Tips For Those Sharing Custody of Your Children 

Work on Communication

If you and your former spouse didn’t part on good terms, this can be a challenge. However, keeping clear and cordial communication can make all the difference when you share custody. 

You don’t need to be overly friendly, but you do need to make an effort. You may choose to have set times to discuss visits or parenting decisions, or keep an open line of communication. If you struggle to keep emotions out of the conversation, try to think of this communication as a respectful but necessary business conversation. 

Let Children be Children

Children don’t need to know all the complex details about your separation. In fact, it’s just not right to make kids take on the burden of your separation, even if it is unintentional. The only concern the children should have is when they get to see each parent. If you and the other parent are having trouble, keep it between the adults and away from the kids. 

Remember, your children don’t see your ex partner the way you do, and they don’t need to. If you’re upset with your ex or have negative opinions, rant to one of your peers, not one of your children. 

Keep it About the Kids

It can be hard to get past old feelings or hurt, but leave that out of your conversations. Bringing up old issues can further stoke resentment and make it difficult to communicate with the childrens’ needs at the forefront. 

Keep personal information out of your conversations and make sure communications are ‘kid centered.’ Remember, digressing into personal issues takes away valuable time that both you and the other parent can spend in better ways (i.e. with your children or doing something for them). 

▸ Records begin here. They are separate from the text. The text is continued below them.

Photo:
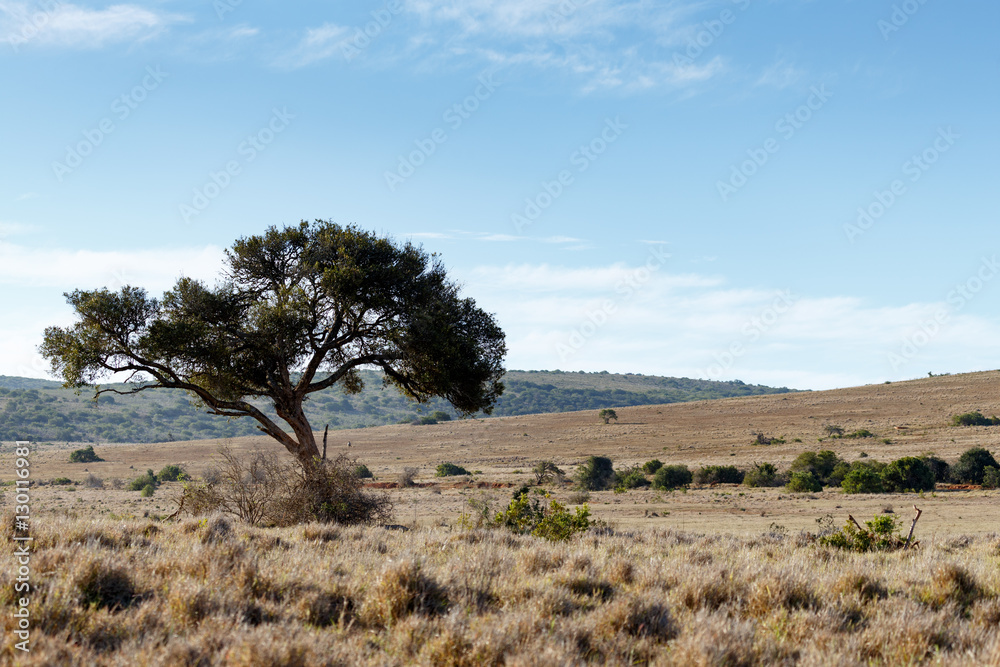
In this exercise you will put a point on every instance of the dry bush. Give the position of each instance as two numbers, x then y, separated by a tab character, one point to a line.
261	489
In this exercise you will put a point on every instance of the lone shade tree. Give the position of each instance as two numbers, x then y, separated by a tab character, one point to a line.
298	310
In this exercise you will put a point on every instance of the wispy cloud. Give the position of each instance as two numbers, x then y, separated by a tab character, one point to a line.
56	24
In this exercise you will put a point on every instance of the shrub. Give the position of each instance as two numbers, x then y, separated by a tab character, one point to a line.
607	414
450	470
596	474
908	474
546	471
970	466
140	483
880	536
719	475
85	455
172	473
938	466
762	474
974	418
672	477
260	489
650	467
631	479
803	482
862	479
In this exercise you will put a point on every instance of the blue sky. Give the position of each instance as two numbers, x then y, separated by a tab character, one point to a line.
787	192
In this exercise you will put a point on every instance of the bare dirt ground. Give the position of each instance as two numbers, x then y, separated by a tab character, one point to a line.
912	415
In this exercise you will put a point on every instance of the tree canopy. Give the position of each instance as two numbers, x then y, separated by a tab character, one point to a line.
297	310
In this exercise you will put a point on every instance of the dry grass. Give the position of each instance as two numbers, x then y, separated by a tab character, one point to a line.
219	592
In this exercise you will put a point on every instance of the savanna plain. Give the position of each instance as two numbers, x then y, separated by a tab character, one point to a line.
701	574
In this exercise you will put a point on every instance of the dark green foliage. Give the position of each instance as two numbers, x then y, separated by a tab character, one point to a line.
761	475
908	474
450	470
938	466
974	418
140	483
633	478
172	473
971	464
803	482
302	297
862	479
672	477
85	455
607	414
719	475
821	464
596	474
879	536
650	467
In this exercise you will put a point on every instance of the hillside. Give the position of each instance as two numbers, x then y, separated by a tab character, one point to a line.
42	410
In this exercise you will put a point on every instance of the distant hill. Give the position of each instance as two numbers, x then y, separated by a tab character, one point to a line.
42	410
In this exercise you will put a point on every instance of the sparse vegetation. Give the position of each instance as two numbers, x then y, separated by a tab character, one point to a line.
450	470
85	455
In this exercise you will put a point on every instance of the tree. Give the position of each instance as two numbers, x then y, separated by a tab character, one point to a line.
298	310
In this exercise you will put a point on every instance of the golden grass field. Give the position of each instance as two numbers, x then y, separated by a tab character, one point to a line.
711	576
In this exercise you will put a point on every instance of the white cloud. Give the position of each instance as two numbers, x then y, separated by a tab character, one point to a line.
156	270
73	26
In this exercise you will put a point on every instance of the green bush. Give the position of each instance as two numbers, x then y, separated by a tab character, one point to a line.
880	536
596	474
908	474
85	455
450	470
672	477
719	475
803	482
974	418
938	466
970	466
140	483
762	474
172	473
862	479
650	467
631	479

Don’t Let Frustration Take Over

Co-parenting isn’t a smooth, step by step formula. You might have personality clashes, differences in opinion, and old disputes. When these come up, it’s easy to get overwhelmed and start feeling serious stress.

It’s inevitable that something will come up to provoke these emotions at some point. However, the way in which you handle it makes all the difference. Invest some time into stress management techniques that you can use when the time comes. 

Be Flexible

Sharing custody is based around a schedule. However, that schedule doesn’t need to be set in stone. If your ex partner has a special family event planned, or another kid-centered experience in mind, try to keep an open mind. 

Remember, allowing your kids to have a great relationship with both parents is what really matters. If it’s a short amount of time, give your ex the courtesy of that extra time so you can get the same in turn. If the activity takes longer, work out a deal to keep the kids for longer another time. 

Learn to be a Team

Co-parenting isn’t just being civil to one another. To be really successful, you should try to cultivate a ‘parenting team’ sort of relationship with your ex. 

Think of how kids often ask one parent for something. The first parent says no, so the kids ask the other parent that they know will say yes. This is confusing for children, and leads to issues understanding the rules. Try to create a cohesive parenting plan that works for everyone.

Conclusion

Sharing custody is not easy, especially right after a separation. There’s a lot to learn along the way, and there’s no ‘one size fits all’ guide. However, these tried and proven tips can help you and your ex when starting to coparent.